The static balance performance of children was assessed using four static balance subtest of BOT-2. Exercises 1 and 2 involved the child standing on the preferred leg on a straight line drawn on the ground with open and closed eyes, respectively, with both hands on the waist and the free leg bent for 10 seconds. In each exercise, if the free leg touched the ground, and formed an angle wider than 45 degrees, it was lowered, and hooked behind the standing foot, or the standing leg was moved; and then the test had to be stopped before the 10-second duration. In this instance, the recorded time would reflect the time the child had managed to maintain balance. Exercises 3 and 4 involved the child standing on the preferred leg on a straight line drawn in the middle of a balance beam with open and closed eyes, respectively, with hands around his/her waist for a duration of 10 seconds. The scoring method was similar to that of the previous stages. The balance subtest of the BOT-2 test was conducted with the children wearing comfortable shoes and in a room without any distracting objects. Second and third chances were provided for children who failed in the first try in any of the stages, and the best result was recorded. Scoring was done separately for each stage (24).

Data Analysis

Kolmogorov–Smirnov test was employed to determin the normal distribution of data. The results of cVEMP test were compared between the three groups using one-way ANOVA test. The F values, p values and estimations of effect size (partial η2) of the confidence intervals (CI) are reported. The mean scores of children in the behavioral assessment of static balance were analyzed using Kruskal–Wallis test. The association between cVEMP wave latencies and the mean scores of children in the behavioral balance test was examined using Spearman correlation test. All statistical analyses were done using SPSS version18.0, with the level of significance set at p < 0.05.

Results

cVEMP Test

The cVEMP responses, characterized by biphasic waves, were recorded for all the study participants.

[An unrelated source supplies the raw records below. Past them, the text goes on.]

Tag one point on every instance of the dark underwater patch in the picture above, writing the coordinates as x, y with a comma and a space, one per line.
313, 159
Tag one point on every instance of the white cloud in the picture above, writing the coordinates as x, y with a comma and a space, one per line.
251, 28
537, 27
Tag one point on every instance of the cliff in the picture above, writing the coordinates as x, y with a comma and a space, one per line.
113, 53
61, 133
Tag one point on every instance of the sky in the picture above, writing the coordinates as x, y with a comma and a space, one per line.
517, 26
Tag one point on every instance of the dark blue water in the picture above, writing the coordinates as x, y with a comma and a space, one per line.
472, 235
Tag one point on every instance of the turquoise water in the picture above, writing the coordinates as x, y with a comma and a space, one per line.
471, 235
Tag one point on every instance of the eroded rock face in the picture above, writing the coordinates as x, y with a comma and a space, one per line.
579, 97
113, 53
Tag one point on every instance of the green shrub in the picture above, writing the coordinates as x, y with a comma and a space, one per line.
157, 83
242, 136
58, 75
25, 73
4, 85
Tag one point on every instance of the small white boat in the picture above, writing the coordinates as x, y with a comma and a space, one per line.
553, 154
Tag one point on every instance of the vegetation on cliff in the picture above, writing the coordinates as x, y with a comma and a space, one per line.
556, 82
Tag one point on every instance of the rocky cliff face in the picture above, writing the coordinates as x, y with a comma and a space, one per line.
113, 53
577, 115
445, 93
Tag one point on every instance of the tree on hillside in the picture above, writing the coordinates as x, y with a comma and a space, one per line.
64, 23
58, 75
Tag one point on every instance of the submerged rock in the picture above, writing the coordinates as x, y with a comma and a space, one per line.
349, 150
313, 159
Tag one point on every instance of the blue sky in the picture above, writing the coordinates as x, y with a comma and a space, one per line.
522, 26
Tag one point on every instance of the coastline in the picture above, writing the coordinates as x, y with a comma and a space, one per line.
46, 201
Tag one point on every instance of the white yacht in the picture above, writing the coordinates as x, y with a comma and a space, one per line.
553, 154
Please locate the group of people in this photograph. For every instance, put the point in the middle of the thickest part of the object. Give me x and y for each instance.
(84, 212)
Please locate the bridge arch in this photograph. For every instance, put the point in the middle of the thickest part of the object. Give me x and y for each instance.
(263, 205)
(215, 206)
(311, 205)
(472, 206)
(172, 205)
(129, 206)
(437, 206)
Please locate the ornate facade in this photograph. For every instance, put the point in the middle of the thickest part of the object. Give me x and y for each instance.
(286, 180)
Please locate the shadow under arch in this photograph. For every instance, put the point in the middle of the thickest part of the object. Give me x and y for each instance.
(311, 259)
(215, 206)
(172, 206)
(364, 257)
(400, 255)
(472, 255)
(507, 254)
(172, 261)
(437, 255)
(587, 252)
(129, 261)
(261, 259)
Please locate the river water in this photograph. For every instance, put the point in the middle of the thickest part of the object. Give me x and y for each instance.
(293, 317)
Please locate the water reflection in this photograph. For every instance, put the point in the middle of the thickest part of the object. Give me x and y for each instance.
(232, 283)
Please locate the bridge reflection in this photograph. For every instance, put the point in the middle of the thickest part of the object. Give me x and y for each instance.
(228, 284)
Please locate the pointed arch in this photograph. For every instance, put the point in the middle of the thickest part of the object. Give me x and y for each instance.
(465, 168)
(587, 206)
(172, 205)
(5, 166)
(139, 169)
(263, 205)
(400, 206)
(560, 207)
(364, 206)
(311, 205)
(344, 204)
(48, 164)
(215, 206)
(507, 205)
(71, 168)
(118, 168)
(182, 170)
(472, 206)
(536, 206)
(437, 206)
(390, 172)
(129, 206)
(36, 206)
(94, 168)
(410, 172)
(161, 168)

A significant difference was observed between the three groups in the mean latency of P1 wave (p= 0.004). This difference results from the differences between the VPT and the control groups (p= 0.002) and also between the MPT and the VPT groups (p= 0.003). Moreover, the VPT children showed a significant increase in the N1 wave latency compared to the term children (p= 0.041). Table 1 displays the results of cVEMP comparisons between the groups. Comparison between the cVEMP responses of a VPT child and those of a term child is shown in Figure 1.

Table 1

Comparison of the cVEMP Results between the Three groups

VEMP	Term (n= 40 ears)	MPT (n= 42ears)	VPT (n= 20ears)	Statistical Results
	Mean (SD)	Mean (SD)	Mean (SD)	F	P (total)	Partial ƞ2	95% CI(LB, HB)	Groups	p
P1 Latency (ms)	14.89 (0.69)	14.92 (1.19)	15.73 (1.02)	5.758	0.004	0.104	(0.012, 0.215)	T, MPTT, VPTMPT, VPT	0.9060.0020.003
N1 Latency (ms)	21.65 (1.22)	21.75 (1.79)	22.51 (1.41)	2.36	0.099	0.046l	(0.000, 0.135)	T, MPTT, VPTMPT, VPT	0.7730.0410.068
P1-N1 Amplitude (μV)	162.13 (122.9)	160.00 (84.46)	139.77 (79.57)	0.365	0.695	0.007	(0.000, 0.055 )	T, MPTT, VPTMPT, VPT	0.9240.6270.681
Interaural amplitude difference ratio	18.82 (9.69)	19.05 (17.24)	24.59 (13.49)	1.878	0.158	0.037	(0.000, 0.12)	T, MPTT, VPTMPT, VPT	0.9430.3480.377
Threshold	76.12 (4.99)	77.85 (7.50)	79.25 (4.94)	1.87	0.159	0.037	(0.000, 0.12)	T, MPTT, VPTMPT, VPT	0.3050.0580.494

CI: Confidence interval, cVEMP: Cervical vestibular evoked myogenic potentials, LB: Low bound of CI, HB: High bound of CI, ms: Millisecond, MPT: Moderately preterm, Partial η2: Effect size estimate, SD: Standard deviation, T: term, VPT: Very preterm, μV: Micro volt

Fig. 1

P1 and N1 Waves of the cVEMP test from a Very Preterm Child (A) and a Term Child (B)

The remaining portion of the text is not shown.